L’emploi par les forces américaines et principalement la CIA des drones s’est accentué ces dernières années. Barack Obama lui-même n’hésite pas à recourir à ces aéronefs commandés à distance pour des “assassinats ciblés”.

Sans que l’on y prenne vraiment garde, l’art de la guerre subit sous nos yeux des transformations cruciales. L’une d’entre elles, appelée à des développements majeurs, concerne l’emploi de drones, armement sophistiqué dont les Etats- Unis font désormais un usage massif. Ces aéronefs commandés à distance, destinés à des missions de renseignement ou de transport, sont aussi de redoutables tueurs qui opèrent dans des conditions clandestines et hors de tout cadre proprement légal. C’est en tout cas la pente suivie par les forces américaines et, plus précisément, la CIA, qui gère en grand secret ces missions bien particulières. Entre 2009 et avril 2012, on a pu compter 265 frappes réalisées par des drones, principalement dirigées contre des cibles – souvent des individus – situées sur le sol pakistanais ; et la tendance à la hausse ne cesse de se confirmer.

La double caractéristique de cette stratégie est de ne jamais donner lieu à des confirmations officielles et d’aboutir de plus en plus souvent à l’élimination de citoyens américains considérés comme de vrais terroristes par Washington, sur un territoire étranger, selon des critères laissés à la totale appréciation des services de renseignement et, pour tout dire, de la Maison-Blanche.

C’est ainsi que le Prix Nobel de la paix Barack Obama a déclenché un nombre record de frappes meurtrières, au point que les familles de certaines victimes ont porté plainte contre différents hauts responsables américains, dont le directeur de la CIA. De surcroît, en ce qui concerne les opérations effectuées en Afghanistan ou au Pakistan, on dispose de très peu d’informations sur les dommages collatéraux subis par les populations. L’homme qui avait déclaré que l’Amérique “ne torture pas”, dès les débuts de son premier mandat, a montré une stupéfiante propension à recourir aux drones tueurs en demandant à ses services de lui fournir, sur la base de critères qui ne sont soumis à aucun contrôle, une liste de suspects représentant une menace imminente contre les Etats-Unis.

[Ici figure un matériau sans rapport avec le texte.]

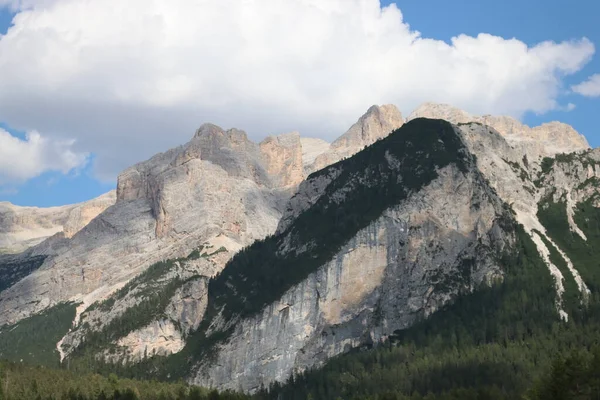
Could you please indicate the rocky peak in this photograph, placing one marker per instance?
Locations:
(545, 140)
(282, 157)
(376, 123)
(24, 227)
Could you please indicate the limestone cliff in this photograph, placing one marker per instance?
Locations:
(376, 124)
(25, 227)
(438, 238)
(545, 140)
(220, 189)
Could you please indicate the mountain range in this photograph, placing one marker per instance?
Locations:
(239, 265)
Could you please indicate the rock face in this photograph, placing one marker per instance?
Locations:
(380, 281)
(405, 264)
(25, 227)
(545, 140)
(446, 215)
(220, 189)
(384, 275)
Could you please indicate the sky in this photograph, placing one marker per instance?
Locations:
(90, 88)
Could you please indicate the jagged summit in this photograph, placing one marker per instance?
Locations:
(376, 123)
(545, 140)
(23, 227)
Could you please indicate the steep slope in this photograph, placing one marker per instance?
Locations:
(211, 197)
(541, 141)
(25, 227)
(383, 245)
(377, 123)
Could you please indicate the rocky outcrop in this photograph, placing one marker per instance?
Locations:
(25, 227)
(218, 188)
(377, 123)
(405, 264)
(283, 159)
(541, 141)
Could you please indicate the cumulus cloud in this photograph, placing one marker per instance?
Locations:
(131, 78)
(24, 159)
(589, 88)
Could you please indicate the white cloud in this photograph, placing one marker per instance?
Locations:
(589, 88)
(131, 78)
(24, 159)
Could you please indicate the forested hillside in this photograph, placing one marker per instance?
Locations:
(503, 342)
(20, 382)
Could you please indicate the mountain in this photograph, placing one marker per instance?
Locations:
(219, 192)
(224, 263)
(24, 227)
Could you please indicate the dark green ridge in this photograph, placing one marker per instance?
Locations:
(13, 269)
(572, 299)
(260, 274)
(33, 340)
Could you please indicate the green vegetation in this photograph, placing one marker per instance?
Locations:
(518, 169)
(13, 269)
(572, 299)
(585, 255)
(150, 308)
(373, 180)
(33, 340)
(547, 164)
(492, 344)
(19, 382)
(576, 376)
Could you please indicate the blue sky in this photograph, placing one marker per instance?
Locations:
(530, 21)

Cette évolution constitue le pivot central de la “stratégie furtive” (“light footprint strategy”, on appréciera la poésie), dont Barack Obama est en train de faire la nouvelle donne des armées du futur. Avec le recours aux forces spéciales, utilisées pour l’élimination de Ben Laden, et le perfectionnement des cyberfrappes visant les ordinateurs de l’adversaire, comme c’est le cas contre le programme nucléaire iranien, le drone est un des trois moyens offensifs appelés à faire partie des priorités des dépenses militaires du futur proche. De toute évidence, cet engin polymorphe va se généraliser, si ce n’est se banaliser, ce qui braque les projecteurs sur le retard français en la matière (même si la France limite ses ambitions aux missions de renseignement, en excluant les drones tueurs). Au Mali, par exemple, les forces françaises auraient un grand bénéfice à disposer de drones performants et en nombre suffisant ce qui leur fait actuellement défaut. On en parle beaucoup, on n’agit guère: le ministre de la Défense français est le premier à regretter cette déficience.

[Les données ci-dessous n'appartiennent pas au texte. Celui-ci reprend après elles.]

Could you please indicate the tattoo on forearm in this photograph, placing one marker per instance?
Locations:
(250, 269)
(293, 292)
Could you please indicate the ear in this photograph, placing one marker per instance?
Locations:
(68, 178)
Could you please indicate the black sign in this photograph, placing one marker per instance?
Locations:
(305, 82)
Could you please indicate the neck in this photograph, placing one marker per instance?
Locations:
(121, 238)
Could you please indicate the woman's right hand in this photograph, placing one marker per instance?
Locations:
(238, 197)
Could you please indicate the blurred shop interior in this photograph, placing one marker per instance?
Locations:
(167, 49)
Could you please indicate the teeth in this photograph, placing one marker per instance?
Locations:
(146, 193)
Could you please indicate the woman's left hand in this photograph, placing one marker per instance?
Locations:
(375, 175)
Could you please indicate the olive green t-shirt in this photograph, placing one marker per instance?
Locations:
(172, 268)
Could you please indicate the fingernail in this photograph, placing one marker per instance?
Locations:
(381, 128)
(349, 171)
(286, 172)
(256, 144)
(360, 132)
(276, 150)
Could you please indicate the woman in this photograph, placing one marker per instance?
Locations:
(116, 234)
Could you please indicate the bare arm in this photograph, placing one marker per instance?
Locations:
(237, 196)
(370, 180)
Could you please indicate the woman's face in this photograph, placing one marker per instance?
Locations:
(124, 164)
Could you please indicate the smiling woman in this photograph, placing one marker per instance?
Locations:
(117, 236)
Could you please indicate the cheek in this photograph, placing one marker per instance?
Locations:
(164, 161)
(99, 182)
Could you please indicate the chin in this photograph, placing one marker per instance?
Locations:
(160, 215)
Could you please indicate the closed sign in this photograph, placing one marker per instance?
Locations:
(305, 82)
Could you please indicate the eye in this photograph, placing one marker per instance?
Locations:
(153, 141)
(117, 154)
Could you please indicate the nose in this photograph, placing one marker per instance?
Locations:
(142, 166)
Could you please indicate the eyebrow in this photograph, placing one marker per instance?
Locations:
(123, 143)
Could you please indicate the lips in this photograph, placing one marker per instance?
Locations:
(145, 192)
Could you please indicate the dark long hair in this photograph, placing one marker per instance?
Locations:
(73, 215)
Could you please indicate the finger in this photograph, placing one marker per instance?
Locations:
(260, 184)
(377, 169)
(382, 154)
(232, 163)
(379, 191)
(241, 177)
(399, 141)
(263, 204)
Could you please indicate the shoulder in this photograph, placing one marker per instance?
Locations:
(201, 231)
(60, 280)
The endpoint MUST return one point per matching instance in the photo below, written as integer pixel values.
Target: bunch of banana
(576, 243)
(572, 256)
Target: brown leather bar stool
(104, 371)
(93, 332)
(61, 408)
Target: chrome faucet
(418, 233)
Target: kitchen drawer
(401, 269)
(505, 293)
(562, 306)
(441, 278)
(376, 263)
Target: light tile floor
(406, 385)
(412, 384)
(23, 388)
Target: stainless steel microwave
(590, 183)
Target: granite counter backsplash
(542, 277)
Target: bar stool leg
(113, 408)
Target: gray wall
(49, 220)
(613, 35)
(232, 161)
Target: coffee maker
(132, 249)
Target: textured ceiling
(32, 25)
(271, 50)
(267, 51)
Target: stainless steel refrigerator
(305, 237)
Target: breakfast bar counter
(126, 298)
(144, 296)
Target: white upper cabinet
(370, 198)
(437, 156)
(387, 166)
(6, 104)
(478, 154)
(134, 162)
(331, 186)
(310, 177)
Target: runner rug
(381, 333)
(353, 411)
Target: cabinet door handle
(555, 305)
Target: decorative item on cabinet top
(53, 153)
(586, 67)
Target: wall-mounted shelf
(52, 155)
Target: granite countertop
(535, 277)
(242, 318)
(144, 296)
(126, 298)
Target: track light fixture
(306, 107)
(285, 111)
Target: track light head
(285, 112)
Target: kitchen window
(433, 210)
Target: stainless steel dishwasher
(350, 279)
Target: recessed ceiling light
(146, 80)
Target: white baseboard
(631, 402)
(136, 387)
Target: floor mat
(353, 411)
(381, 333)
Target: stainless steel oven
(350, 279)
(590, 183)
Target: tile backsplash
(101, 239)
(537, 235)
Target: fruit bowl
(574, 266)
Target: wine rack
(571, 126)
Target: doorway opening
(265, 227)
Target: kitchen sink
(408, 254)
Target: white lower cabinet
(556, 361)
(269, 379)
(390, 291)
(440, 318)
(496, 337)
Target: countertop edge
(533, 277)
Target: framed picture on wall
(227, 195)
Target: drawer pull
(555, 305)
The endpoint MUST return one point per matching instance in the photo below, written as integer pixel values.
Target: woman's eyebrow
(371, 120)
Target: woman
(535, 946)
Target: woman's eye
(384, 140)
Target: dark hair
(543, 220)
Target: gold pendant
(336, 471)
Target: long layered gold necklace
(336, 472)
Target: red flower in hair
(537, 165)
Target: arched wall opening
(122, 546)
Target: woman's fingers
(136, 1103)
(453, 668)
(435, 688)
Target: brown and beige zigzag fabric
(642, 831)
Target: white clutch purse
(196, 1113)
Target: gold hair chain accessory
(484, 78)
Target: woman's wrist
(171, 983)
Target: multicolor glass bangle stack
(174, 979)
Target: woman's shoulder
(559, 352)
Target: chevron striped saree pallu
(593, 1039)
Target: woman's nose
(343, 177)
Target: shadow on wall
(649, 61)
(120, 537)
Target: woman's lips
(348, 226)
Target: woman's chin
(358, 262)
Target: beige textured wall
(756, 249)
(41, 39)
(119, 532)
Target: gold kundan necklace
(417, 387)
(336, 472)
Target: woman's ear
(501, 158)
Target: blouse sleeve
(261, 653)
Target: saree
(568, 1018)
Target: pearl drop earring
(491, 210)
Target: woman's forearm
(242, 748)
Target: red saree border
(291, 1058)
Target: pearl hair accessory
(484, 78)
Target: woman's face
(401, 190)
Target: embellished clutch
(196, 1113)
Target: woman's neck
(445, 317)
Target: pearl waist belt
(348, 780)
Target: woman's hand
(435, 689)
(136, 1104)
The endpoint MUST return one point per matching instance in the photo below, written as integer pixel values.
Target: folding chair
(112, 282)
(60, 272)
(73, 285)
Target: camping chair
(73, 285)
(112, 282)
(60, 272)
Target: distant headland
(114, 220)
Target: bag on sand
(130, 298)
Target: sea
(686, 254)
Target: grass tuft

Autant dire que cette arme requiert sans doute, sur le plan international, une meilleure définition de son emploi, car elle entraîne toute une série de développements stratégiques et ouvre la voie à de nouveaux risques de prolifération. D’ores et déjà, l’école de l’armée de l’air américaine forme plus de “piloteurs” de drones que de pilotes d’avion. Le débat est vif quant au “droit de tuer”, dont l’administration Obama fait une interprétation classée “confidentiel” et qui n’a rien pour augmenter la popularité des Etats-Unis au sein du monde arabo-musulman. Surtout, on voit se profiler le cauchemar d’un “droit de tuer” dont s’empareraient à leur tour la Russie, la Chine… ou l’Iran.